Janelle and Michael Gomes are coffee farmers, and when they’re not working on their farm, they come down to the school to help the teachers with activities such as reading to the children or creating craft projects with them.

“My kids are here five days a week, and we try to come down at least once a week to do stuff,” Janelle Gomes said. “We run a coffee farm so we’re not always around, so we try to do it as much as possible to be here for the kids. Because the more involved the parents are, the more it helps with their education, I think.”

Janelle Gomes said the school meets with the parents before their children start attending so the teachers can cater their curriculum to what the parents want to see their children improve in the most. For the Gomes family, they asked that Cynthia learn to write her name before the end of the year, and Janelle Gomes said she’s close to that goal.

PACT Head Start also holds monthly parent meetings, where parents can meet and learn how they can get involved with the school and their child’s education.

“It’s flexible, so that’s what’s giving me the chance to come in and actually be involved in my children’s education,” Janelle Gomes said. “And that means a lot to me and my husband.”

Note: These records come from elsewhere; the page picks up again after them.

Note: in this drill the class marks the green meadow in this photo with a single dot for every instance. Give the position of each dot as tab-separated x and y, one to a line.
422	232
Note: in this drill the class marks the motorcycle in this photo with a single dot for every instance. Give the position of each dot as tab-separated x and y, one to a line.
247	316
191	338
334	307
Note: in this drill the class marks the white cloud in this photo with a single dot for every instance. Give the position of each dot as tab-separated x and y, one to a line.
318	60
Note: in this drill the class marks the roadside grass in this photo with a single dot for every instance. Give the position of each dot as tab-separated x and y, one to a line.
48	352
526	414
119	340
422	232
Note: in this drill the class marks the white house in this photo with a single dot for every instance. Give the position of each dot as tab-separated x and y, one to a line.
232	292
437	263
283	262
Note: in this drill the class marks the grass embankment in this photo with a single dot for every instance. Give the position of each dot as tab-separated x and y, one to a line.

On one afternoon in April, Janelle and Michael Gomes assisted their children’s teacher, Trisha Puou, by creating crafts for Easter and alternating storytime before lunch was served.

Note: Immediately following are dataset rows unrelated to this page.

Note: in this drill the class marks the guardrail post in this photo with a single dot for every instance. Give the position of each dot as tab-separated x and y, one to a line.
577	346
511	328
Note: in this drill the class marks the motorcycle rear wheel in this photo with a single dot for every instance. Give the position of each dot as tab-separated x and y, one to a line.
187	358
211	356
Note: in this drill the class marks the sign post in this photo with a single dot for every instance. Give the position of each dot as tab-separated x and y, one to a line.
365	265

“I would 100 percent recommend this school.” Michael Gomes said. “The staff is very caring and the children have a lot of activities and they learn so much.”

Puou has been teaching at PACT Head Start for 16 years. She said she recently had her first former student graduate high school, which she said was both heartwarming, and a reality check about graduation rates.

She remains an optimist, though, when it comes to her students.

“I like being able to give back to the community,” Puou said. “This was actually one of my goals when I was very little, to come back to Kona and give back. And this is the best way to give back because they are sponges. So I can teach them the values that I think they need in society.”